QUO VADIS,AIDA? WHERE TO, INDEED.

QUO VADIS, AIDA? begins and ends with a close up of Aida, many years apart, her face and hair showing the toll of her journey through the years of the Serbia Bosnia war. These portraits bookend a journey of genocide and frightful frustration, of fierce determination coupled with utter futility.

Aida is a school teacher employed by the UN as an interpreter in east Bosnian town of Srebrenica at the end of the Bosnian war, July 11, 1995.

Negotiations regarding protections are being lost in translation.

Despite Srebrenica being declared a UN safe zone for civilians and citizens, when Bosnian Serb forces overrun the town in July 1995, the outgunned UN troops who requested help from the UN in New York are told those authorized to grant the request are on vacation. For them it is utter frustration. For the population it means absolute annihilation.

Boasting magnificent moustaches but no military might, the UN commanders on the ground are impotent as peace keepers, illustrative of how the UN as a supranational body has obviously passed the point of diminishing returns. The compound harbouring citizens declared enemies of the state by the brutal and bullying Serbs becomes a sales yard for these citizens, lambs awaiting slaughter by the abattoir regime with their policy of ethnic cleansing.

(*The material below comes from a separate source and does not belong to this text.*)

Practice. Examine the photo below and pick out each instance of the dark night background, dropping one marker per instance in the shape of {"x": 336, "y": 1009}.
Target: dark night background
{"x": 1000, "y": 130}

Desperate to secure her husband and two sons safety, Aida implores her employers to grant them documentation, a request denied. One is instantly reminded of translators hung out to dry after Australia’s withdrawal from Afghanistan.

Written and directed by Sarajevo born Jasmila Zbanic, QUO VADIS, AIDA? is a powerful and harrowing film, anchored by an astonishing central performance by Jasna Djuricic as Aida. Aspects of the film may remind audiences of Sophie’s Choice.

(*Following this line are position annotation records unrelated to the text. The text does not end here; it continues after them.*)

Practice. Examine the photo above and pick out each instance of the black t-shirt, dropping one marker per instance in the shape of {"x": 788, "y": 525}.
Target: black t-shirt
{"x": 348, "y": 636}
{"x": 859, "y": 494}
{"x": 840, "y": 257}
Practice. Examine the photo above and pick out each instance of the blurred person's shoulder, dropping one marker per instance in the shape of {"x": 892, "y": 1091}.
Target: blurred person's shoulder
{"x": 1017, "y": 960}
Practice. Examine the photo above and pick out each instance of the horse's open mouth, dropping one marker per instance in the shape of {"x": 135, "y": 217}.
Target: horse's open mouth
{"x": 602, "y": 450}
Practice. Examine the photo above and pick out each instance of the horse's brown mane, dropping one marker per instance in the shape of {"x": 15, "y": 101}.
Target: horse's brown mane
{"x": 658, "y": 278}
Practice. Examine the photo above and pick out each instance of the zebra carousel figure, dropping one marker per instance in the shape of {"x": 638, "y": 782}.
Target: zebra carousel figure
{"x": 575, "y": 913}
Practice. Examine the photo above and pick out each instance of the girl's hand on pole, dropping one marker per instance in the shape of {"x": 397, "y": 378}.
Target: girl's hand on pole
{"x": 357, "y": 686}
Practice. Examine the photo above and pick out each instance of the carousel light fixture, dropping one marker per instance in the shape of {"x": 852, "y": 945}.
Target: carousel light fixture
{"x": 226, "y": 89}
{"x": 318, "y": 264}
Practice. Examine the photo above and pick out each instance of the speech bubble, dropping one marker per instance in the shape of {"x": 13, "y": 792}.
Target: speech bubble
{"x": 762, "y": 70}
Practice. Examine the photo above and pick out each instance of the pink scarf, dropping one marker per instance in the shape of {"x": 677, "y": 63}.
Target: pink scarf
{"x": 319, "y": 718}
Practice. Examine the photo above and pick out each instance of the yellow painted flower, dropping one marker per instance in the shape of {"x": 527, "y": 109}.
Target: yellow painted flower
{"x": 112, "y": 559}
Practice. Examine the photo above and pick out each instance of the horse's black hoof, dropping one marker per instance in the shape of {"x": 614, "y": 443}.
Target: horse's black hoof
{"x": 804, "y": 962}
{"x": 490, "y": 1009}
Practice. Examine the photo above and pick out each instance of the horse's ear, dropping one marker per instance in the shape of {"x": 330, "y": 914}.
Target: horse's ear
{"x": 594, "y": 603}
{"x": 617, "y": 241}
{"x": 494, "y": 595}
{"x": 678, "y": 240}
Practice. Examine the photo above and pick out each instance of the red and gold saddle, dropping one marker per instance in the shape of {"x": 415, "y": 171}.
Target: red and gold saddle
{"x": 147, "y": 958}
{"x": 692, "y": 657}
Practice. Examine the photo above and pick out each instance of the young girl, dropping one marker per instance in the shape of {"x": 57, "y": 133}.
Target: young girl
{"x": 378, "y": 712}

QUO VADIS, AIDA? – the title is a question. Where to? Though the film is about desperation and despair, it is also hopeful. The systematic execution of over 8,000 residents is a huge trauma for all Bosnians. More than 25 years later, 1700 people are still missing. Closure is necessary for proper healing but openness is just as important. Aida profession as a teacher offers some hope that future generations will be educated in more civil ways to deal with conflict and that the porous borders of partition will be destined for the dustbin of history.